Never before that tunnel had I felt such perfect darkness. I was scared to make any steps ahead because I had the feeling that any moment then that emptiness before me could become un unpredictable wall and I could not even hold on anything around me, as we would undertake such adventures in our school breaks, I could not lean against the dirty damp side walls and then go back to classes all soiled and muddy. In the ninth grade I was fourteen year old and it was the first time I had experimented the liberty of trying out new sensations, without the impediments placed by my parents. The area between our school and Ciudad Universitaria was a place so rich in vegetation that the first year of liberty, when we didn’t have to stay within the schoolyard in the breaks, was to me the first sign that life was more than a boring succession of ordinary facts.

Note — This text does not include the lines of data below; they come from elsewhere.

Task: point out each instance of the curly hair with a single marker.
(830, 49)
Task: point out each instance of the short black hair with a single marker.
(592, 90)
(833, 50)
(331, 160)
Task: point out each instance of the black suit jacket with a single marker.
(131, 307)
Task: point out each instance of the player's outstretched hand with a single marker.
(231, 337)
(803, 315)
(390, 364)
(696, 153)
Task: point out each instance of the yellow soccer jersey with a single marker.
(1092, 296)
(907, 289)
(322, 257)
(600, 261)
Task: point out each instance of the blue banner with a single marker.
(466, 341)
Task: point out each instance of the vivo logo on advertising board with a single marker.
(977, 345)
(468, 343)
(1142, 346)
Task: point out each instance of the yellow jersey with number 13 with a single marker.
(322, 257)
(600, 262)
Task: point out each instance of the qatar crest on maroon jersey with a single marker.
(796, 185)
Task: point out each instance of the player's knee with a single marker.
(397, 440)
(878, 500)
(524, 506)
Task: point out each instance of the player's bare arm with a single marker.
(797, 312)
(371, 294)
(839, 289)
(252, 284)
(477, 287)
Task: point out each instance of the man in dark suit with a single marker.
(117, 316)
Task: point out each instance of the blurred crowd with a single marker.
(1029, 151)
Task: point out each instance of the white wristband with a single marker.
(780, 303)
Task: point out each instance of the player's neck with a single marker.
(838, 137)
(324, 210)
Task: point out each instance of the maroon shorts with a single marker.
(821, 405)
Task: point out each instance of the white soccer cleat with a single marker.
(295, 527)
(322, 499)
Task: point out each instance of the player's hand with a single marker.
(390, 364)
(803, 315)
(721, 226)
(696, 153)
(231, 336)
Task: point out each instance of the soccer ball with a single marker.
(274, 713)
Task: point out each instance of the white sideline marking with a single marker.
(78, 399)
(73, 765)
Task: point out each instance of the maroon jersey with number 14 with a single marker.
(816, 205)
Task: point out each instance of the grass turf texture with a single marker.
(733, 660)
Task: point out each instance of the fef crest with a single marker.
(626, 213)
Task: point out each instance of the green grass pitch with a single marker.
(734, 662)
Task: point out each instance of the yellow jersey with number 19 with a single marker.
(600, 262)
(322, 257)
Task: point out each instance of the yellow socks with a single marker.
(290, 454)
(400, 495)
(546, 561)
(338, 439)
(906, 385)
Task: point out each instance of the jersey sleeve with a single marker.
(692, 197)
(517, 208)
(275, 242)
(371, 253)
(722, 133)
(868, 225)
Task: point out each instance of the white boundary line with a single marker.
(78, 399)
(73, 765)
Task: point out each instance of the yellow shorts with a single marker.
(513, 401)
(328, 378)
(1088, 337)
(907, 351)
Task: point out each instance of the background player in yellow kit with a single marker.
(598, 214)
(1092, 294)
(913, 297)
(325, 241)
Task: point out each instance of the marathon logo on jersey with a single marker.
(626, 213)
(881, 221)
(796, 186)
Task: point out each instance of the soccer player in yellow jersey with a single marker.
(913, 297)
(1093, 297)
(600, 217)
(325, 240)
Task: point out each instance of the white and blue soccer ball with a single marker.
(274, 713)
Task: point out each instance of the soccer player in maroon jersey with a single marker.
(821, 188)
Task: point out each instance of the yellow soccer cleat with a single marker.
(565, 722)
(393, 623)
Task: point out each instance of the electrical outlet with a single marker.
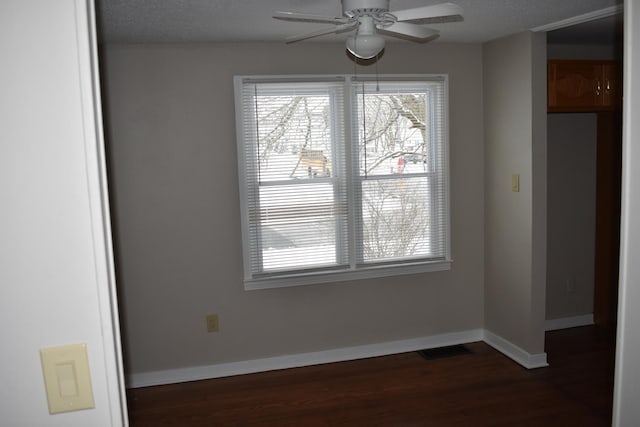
(212, 323)
(570, 285)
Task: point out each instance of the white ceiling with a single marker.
(184, 21)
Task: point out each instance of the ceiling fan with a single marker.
(370, 18)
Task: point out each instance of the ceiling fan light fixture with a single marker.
(365, 46)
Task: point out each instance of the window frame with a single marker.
(355, 269)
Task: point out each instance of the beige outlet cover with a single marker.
(67, 378)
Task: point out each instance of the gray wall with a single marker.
(572, 204)
(172, 152)
(515, 227)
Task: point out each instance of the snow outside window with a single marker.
(342, 177)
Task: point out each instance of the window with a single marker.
(342, 177)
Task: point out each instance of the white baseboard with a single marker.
(568, 322)
(528, 360)
(171, 376)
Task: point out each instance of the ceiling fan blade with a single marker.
(308, 17)
(444, 12)
(336, 29)
(412, 31)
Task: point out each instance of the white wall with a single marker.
(626, 411)
(515, 224)
(54, 236)
(172, 145)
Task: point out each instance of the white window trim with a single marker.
(355, 271)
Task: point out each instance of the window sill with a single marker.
(341, 276)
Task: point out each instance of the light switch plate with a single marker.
(515, 182)
(67, 378)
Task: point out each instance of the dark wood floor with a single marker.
(483, 388)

I and two schoolmates would go up in the trees and climb the walls of the American Museum, jump over fences for the simple pleasure of discovering what was behind them.

So we discovered the tunnels which, after our first examination in complete darkness, we explored with flashlights and lighters, and so one day we came across an empty and half-deserted building of the Medical School, in an old lab where they would store on shelves samples of human organs kept in jars of formol. Later I learnt that those tunnels had been the first line in the defense of Madrid when in 1936, with Franco at the gates of the city, the Madrilians refused to surrender to him, and so for the next three years, the general had been persecuted constantly but remained invincible, and so he had to conquer the rest of Spain to have the capital under his rule. Unlike me, the heroes of the tunnels did not fight the possibility of a wall that would stop them from their way, but real enemies that would murder them mercilessly.

For me that was my first encounter with the unknown, without having to listen to my parents’ cries behind (Jorje, watch out! It’s dangerous!); that experience I have never forgotten and I always remember it every time I’m driving into a new country or when I’m venturing into a new city, overwhelmed by an sudden and subtle attack of panic, but enjoying the satisfaction of having to use up all my strategies to feel once again the anxiety of being alive.